Seems like we should just try this attempt again in case the error was caused by running 3 the script times simultaneously.

Trial 038

Changing set do_clm_interp = "true".

This works! However we should go through the CESM logs to see if it’s hanging anywhere.

Trial 037

Omitted modules.csh.

Questions:

  1. PIO_TYPENAME = 'pnetcdf'; Do we need to change it to netcdf?

  2. set do_clm_interp = "false"; Do we need to change it to true?

Another issue:

/usr/bin/cp: option '--v' is ambiguous; possibilities: '--verbose' '--version'
Try '/usr/bin/cp --help' for more information.

Edited DART_config to omit update_dart_namelists.

Also copied a file from GLADE:

Fetching /glade/p/cesmdata/cseg/inputdata/atm/cam/tracer_cnst/tracer_cnst_halons_WACCM6_3Dmonthly_L70_1975-2014_c180216.nc to tracer_cnst_halons_WACCM6_3Dmonthly_L70_1975-2014_c180216.nc
lustre/project/k1421/cesm_store/inputdata/atm/cam/tracer_cnst

This gives us an error.

Error

Did you mean to set use_init_interp = .true. in user_nl_clm?
94: (Setting use_init_interp = .true. is needed when doing a
94: transient run using an initial conditions file from a non-transient run,
94: or a non-transient run using an initial conditions file from a transient run,
94: or when running a resolution or configuration that differs from the initial conditions.

Trial 036

Changed NTASKS for ESP=1 and set PIO_TYPENAME=netcdf

But we still have the same SIGTERM failure. GRRR.

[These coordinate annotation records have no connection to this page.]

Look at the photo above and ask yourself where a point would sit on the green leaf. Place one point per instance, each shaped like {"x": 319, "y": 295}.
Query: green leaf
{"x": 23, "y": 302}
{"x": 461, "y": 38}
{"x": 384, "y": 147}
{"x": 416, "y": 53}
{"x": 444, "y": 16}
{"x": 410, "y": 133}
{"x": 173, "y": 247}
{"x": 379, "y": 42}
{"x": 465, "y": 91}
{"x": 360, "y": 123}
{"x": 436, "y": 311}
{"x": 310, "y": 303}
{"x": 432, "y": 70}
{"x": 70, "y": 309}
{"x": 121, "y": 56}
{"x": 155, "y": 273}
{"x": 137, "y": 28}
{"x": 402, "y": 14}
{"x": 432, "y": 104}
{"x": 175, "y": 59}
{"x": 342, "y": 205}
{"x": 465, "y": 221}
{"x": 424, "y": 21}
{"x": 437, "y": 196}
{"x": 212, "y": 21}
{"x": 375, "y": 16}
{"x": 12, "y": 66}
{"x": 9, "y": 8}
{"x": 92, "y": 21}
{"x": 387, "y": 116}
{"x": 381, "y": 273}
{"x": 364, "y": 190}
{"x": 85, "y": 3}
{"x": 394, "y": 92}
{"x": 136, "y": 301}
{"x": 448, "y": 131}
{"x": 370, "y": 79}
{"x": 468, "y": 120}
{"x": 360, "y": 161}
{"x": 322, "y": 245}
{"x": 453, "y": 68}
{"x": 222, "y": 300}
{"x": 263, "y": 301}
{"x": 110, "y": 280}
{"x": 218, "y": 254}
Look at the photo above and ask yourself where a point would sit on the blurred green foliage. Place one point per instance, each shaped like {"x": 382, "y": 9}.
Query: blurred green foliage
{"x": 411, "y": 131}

At least it’s good to report that the Invalid PIO rearranger issue even occurs in a working run:

$ vim /lustre/scratch/x_johnsobk/archive/FHIST_BGC.f09_g17.002.e3/logs/cesm.log.15594937.200910-181624.gz
0:  Invalid PIO rearranger comm max pend req (comp2io),            0
0:  Resetting PIO rearranger comm max pend req (comp2io) to           64
0:  PIO rearranger options:
0:    comm type     =

Working on contrasting these two runs, since one works and the other doesn’t

$ cd /lustre/project/k1421/cases/FHIST_BGC.f09_g17.002.e3
$ ./xmlquery --partial PE
RUN_TYPE: startup
$ cd /lustre/project/k1421/cases/FHIST_BGC.f09_d025.036.e3
$ ./xmlquery --partial PE
RUN_TYPE: hybrid

The output of these are identical except for RUN_TYPE.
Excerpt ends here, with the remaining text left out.